Two boosting services can promise the exact same "100% guarantee" and mean completely different things. One refunds your money if the run fails. The other re-runs the content until you get the loot. When you're spending real money on a Mythic+ key, a raid clear, or a gold farm on a hardcore realm, that one word, refund or rerun, decides whether you walk away whole or empty-handed. Here's how the two models actually behave once something goes wrong.
What each guarantee actually promises
A refund-first guarantee says: if we fail to deliver the agreed result, you get your money back. Clean and simple. You're never out of pocket, but you're also never closer to the item or rating you wanted.
A run-again (rerun) guarantee says: if the run fails or the drop doesn't appear, we run it again, at no extra cost, until the objective is met. You keep paying nothing extra, but you keep waiting. The promise here is the outcome, not your wallet's safety.
Most reputable carry services blend the two, but the default matters. The default is what kicks in automatically when an attempt goes sideways, before you have to argue with support.
RNG is the whole reason this distinction exists
Boosting guarantees exist because a lot of WoW content is random. A specific mount, a trinket, a transmog piece, or a weapon can have a low drop chance per kill. A boost team can clear the boss flawlessly and still hand you nothing, because the loot table didn't cooperate.
This is where the models split hard:
- For guaranteed-completion objectives (a Mythic+ timed key, a raid clear, a rating bracket, a leveling target, a gold delivery), both models protect you fine, because the result isn't random. It either happens or it doesn't.
- For RNG-gated drops (a specific mount or item), a refund-first guarantee can quietly leave you stuck. You paid for "a chance," the run succeeded, the item didn't drop, and a strict refund policy may consider the service "delivered." A rerun guarantee is the one that actually carries you to the drop.
So the honest rule: for random drops, you want rerun. For fixed objectives, refund and rerun are roughly equal, and refund is the cleaner fallback.
Which model protects the buyer better?
It depends entirely on what you're buying, and on how much your time is worth.
Refund-first wins when
- You're on a deadline (raid lockout, ranked season ending) and a failed run that drags on for days is worse than just getting your money back.
- You're buying something with a clearly defined result, so "failed" is unambiguous and a refund is easy to claim.
- You don't fully trust the seller yet and want the lowest-risk exit.
Run-again wins when
- You're chasing an RNG drop and you actually want the item, not your money. A refund here just sends you back to square one.
- The objective is achievable but variable, like a few extra attempts on a tough boss or a couple more keys to hit the timer.
- You value the result over the cash and the team is reliable enough that repeated runs aren't a hassle.
The trap is a refund-first policy attached to an RNG product. Read the fine print: does "guarantee" cover completion of the run or acquisition of the item? Those are not the same promise.

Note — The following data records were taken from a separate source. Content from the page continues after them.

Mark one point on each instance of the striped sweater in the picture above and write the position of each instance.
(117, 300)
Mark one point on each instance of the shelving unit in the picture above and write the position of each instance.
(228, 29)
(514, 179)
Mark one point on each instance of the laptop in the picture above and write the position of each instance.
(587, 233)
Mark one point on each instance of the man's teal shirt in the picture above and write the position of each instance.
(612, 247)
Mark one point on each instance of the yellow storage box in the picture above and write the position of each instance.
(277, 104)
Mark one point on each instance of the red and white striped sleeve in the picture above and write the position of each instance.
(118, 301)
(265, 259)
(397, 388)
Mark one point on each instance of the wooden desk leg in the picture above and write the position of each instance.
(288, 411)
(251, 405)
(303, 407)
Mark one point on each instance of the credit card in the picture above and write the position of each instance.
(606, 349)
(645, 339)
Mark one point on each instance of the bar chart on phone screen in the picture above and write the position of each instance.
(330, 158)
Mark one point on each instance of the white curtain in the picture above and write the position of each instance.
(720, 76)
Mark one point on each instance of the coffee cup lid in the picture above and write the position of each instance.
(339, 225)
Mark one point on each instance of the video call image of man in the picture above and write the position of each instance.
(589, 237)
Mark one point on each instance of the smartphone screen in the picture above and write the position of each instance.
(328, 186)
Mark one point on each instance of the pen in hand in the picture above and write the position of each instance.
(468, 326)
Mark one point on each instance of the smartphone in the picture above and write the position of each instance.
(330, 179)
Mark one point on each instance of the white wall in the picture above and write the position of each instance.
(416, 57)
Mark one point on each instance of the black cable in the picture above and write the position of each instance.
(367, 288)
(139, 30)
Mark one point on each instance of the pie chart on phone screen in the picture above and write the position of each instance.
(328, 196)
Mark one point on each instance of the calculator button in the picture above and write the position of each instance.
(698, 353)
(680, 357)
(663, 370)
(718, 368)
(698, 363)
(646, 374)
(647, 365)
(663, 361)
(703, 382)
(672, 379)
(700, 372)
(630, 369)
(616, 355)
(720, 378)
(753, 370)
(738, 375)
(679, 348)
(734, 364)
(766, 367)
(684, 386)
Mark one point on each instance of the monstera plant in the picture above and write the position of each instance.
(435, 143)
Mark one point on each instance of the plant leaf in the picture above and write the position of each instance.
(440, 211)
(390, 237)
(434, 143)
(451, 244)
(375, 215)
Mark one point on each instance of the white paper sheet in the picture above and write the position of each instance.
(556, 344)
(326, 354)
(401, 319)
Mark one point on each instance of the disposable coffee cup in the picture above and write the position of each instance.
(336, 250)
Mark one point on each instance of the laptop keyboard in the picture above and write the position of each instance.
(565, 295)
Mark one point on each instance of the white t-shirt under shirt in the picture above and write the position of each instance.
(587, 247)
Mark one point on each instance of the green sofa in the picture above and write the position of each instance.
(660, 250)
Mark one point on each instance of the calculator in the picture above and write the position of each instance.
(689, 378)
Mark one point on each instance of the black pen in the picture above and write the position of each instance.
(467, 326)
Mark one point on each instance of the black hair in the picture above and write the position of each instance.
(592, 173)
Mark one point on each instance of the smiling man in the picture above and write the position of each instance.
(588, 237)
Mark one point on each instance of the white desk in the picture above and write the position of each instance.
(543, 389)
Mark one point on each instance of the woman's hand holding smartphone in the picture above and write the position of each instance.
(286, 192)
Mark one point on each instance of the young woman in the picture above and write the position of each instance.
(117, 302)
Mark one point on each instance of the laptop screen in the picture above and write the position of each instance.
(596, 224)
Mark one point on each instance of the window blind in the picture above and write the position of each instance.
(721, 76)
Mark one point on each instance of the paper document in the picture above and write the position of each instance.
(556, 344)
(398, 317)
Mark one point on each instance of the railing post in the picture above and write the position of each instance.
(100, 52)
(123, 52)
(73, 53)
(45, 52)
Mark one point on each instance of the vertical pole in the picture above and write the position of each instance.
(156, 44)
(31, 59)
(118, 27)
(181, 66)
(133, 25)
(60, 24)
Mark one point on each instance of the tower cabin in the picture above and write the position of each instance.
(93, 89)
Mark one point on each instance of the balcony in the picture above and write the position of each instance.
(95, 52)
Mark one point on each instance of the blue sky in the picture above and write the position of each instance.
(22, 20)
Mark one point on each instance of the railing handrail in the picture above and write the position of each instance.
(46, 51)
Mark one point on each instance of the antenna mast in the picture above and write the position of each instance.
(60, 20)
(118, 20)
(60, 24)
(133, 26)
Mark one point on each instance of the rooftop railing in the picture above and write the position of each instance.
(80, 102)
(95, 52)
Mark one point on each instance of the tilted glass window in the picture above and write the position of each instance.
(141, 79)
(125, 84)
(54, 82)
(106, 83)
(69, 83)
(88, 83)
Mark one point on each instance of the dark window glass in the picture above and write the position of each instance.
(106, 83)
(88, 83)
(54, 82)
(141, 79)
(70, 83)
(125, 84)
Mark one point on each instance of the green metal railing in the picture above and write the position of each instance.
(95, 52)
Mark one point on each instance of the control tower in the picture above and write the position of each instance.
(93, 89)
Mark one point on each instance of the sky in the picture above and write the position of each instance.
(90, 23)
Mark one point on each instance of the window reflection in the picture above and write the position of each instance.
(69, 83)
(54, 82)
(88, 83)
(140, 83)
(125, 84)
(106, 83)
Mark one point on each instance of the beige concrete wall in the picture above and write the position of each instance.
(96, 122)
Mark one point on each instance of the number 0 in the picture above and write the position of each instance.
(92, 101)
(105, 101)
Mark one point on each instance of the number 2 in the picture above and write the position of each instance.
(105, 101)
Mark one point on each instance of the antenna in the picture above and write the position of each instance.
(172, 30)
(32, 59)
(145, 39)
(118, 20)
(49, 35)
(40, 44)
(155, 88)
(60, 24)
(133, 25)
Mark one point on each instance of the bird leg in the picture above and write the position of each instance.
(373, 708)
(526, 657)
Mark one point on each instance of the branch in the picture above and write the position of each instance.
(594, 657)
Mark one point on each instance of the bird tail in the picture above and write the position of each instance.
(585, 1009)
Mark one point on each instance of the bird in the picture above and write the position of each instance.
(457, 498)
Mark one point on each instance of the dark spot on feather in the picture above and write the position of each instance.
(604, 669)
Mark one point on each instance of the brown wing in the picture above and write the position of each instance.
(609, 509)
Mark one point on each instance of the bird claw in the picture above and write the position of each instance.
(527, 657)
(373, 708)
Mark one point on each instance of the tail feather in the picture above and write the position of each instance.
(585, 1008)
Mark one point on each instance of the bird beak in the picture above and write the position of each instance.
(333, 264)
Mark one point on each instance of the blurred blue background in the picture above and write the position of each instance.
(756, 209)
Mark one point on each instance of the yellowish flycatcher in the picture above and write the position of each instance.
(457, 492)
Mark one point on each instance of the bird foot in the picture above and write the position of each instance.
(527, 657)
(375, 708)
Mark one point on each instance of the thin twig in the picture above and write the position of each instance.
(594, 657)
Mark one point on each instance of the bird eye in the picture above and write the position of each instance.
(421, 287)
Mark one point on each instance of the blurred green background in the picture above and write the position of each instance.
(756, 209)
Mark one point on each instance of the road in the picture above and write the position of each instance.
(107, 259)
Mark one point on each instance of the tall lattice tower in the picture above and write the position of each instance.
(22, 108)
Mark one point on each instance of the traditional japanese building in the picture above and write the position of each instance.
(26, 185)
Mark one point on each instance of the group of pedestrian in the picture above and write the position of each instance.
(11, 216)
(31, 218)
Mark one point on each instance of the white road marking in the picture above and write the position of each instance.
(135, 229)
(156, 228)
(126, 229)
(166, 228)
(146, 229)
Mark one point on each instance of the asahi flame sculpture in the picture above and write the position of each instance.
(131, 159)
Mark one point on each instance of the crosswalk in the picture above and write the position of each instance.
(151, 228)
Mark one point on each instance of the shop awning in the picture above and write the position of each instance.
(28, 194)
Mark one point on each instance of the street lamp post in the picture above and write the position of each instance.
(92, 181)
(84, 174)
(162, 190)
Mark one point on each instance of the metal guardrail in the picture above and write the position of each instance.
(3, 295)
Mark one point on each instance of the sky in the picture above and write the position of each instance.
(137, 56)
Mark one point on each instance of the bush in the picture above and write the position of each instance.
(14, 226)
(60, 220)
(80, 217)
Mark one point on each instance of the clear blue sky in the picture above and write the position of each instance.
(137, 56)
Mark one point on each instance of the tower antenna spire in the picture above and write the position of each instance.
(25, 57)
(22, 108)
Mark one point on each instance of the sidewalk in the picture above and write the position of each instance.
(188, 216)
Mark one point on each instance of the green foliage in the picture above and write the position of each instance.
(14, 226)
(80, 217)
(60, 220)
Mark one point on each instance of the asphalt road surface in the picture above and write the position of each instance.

How gold and hardcore realms change the math
Gold and currency services barely touch this debate, and that's a feature. When you buy gold, including WoW Classic Hardcore gold on a realm like Soulseeker EU, there's no loot table and no RNG. The amount is fixed, so a guarantee is really just a delivery promise: the gold arrives, or you're refunded. No reruns needed because nothing is random.
That predictability is part of why straightforward gold delivery feels safer to a lot of buyers than RNG-heavy carries. With raids and mount farms you're partly buying odds. With a gold purchase you're buying a known quantity. If you do go the carry route on hardcore content, the rerun model matters even more, because a single death can end a character, so confirm exactly what "again" means before money changes hands.
The questions to ask before you pay
- Does the guarantee cover the result (the drop) or just the attempt (the run)?
- If it's rerun-based, is there a cap on attempts, or is it truly until-you-get-it?
- If it's refund-based, what counts as a "failure," and how fast does the refund process?
- For RNG items specifically, will they keep farming, or do they call it done after one clear?
When buying actually makes sense
A boost is worth it when the guarantee matches the thing you're buying. For fixed objectives, ratings, clears, leveling, or a clean gold delivery, a refund-first promise gives you a low-risk floor and you rarely need anything more. For RNG drops you genuinely want, a real run-again guarantee is the only model that protects you, since a refund just hands back the problem. Buy when you've confirmed which model applies in writing, when the price reflects the actual odds rather than a vague "chance," and when the time you save is worth more than running the content yourself. If a service won't tell you clearly whether it refunds or reruns, that ambiguity is the answer, walk away.